I generosi contribuenti israeliani (me compreso) hanno pagato per i cinque giorni di permanenza di Bibi a New York lo scorso autunno la “modica” cifra di circa 600mila dollari. Questa somma - oltre 100mila dollari al giorno - comprendeva il parrucchiere personale (1600 dollari) e la truccatrice (1750 dollari). Scopo del viaggio era un intervento all’Assemblea generale delle Nazioni Unite. Mi chiedo quanto sia costata ogni singola parola.
Il fatto è diventato di dominio pubblico per ordine del tribunale, che ha agito in ottemperanza alla Legge sulla libera informazione. Ma l’opinione pubblica israeliana sembra accettare tutto di buon grado. Nessuno sembra indignarsi. E le battute si sprecano attorno alla “coppia reale”. Per molti fra gli stessi elettori di Netanyahu, in maggioranza poveri di origini orientali, la scoperta è solo il segnale del fatto che è una persona intelligente, che sa cogliere le opportunità, come ciascuno di loro vorrebbe poter fare.
Ma come vanno trattate queste informazioni, che dominano le prime pagine di giornali e programmi di informazione televisiva?
Devo ammettere che le tratto con un certo disdegno. Cosa sono queste vicende di piccola corruzione, se paragonate con le decisioni e le non decisioni di Netanyahu le quali hanno una influenza diretta sul destino di Israele?
Considero Benjamin Netanyahu come il becchino del nostro stato, l’uomo che prepara il terreno per la catastrofe, l’uomo che ostacola ogni possibile spiraglio di pace. Proprio questa settimana Netanyahu ha affermato con orgoglio ai suoi colleghi di partito che egli non acconsentirà “mai” a intavolare negoziati basati sull’iniziativa di pace araba del 2002, che comprende fra gli altri la fine dell’occupazione, la creazione dello Stato palestinese e l’evacuazione degli insediamenti.
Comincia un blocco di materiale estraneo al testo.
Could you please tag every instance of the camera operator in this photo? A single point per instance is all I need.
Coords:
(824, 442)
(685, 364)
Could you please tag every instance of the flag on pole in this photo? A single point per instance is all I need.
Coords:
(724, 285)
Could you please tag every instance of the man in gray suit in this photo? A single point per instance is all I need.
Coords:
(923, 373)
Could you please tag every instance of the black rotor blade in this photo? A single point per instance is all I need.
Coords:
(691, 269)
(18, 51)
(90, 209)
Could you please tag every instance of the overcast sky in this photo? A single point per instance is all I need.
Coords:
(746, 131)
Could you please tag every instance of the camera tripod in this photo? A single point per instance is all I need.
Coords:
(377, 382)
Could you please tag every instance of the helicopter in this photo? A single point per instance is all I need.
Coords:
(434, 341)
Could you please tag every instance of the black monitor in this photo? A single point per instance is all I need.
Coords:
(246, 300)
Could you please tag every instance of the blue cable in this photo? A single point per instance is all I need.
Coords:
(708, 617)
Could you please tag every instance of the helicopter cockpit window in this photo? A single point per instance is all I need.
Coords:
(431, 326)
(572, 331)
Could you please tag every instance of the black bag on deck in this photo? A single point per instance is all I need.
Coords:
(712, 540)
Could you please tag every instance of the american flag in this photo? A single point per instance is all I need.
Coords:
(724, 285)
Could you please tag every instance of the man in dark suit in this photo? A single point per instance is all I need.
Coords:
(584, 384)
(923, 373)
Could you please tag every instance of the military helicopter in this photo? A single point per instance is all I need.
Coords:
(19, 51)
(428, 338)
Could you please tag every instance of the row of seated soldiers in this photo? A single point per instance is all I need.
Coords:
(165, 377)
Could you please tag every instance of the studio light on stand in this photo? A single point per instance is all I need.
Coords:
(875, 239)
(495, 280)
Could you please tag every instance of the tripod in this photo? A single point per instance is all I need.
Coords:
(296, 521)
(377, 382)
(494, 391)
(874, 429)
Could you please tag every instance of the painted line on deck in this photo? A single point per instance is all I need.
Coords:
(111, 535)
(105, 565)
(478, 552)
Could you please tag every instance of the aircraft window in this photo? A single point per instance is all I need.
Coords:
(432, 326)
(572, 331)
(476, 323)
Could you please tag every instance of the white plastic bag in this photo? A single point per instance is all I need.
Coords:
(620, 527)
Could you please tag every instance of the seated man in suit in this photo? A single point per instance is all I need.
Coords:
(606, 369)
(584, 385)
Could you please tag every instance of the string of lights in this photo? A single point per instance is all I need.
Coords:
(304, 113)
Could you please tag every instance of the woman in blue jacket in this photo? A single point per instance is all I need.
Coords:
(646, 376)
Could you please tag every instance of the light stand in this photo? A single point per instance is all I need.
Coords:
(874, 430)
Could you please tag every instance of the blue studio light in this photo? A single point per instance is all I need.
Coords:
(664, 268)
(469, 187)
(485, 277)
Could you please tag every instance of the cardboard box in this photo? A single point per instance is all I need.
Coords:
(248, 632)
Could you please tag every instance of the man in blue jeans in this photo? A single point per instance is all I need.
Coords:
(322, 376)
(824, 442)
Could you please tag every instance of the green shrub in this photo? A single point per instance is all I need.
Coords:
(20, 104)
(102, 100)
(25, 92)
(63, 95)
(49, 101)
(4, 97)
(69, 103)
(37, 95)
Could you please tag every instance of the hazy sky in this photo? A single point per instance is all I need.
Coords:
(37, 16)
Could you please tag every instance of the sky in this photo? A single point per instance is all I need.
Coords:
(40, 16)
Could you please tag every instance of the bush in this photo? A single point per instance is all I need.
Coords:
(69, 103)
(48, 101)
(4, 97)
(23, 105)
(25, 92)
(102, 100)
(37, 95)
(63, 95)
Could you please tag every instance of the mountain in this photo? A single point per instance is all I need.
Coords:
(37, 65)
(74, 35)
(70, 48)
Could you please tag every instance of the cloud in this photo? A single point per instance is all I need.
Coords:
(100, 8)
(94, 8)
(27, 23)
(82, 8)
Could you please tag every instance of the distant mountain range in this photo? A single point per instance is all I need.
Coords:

Molte persone credono che questo rifiuto totale risulterà fatale.
Di fronte a queste calamità, perché entusiasmarsi per qualche piccola vicenda di corruzione?
Ma poi mi ricordo il caso di Al Capone, il gangster che si è macchiato di crimini sanguinosi, fra cui l'assassinio a sangue freddo di molte persone, ma che è stato infine condannato e mandato in prigione solo per evasione fiscale.
Se Netanyahu può essere condannato per una vicenda di banale corruzione e costretto a dimettersi, non sarebbe tutto questo un bene per il Paese?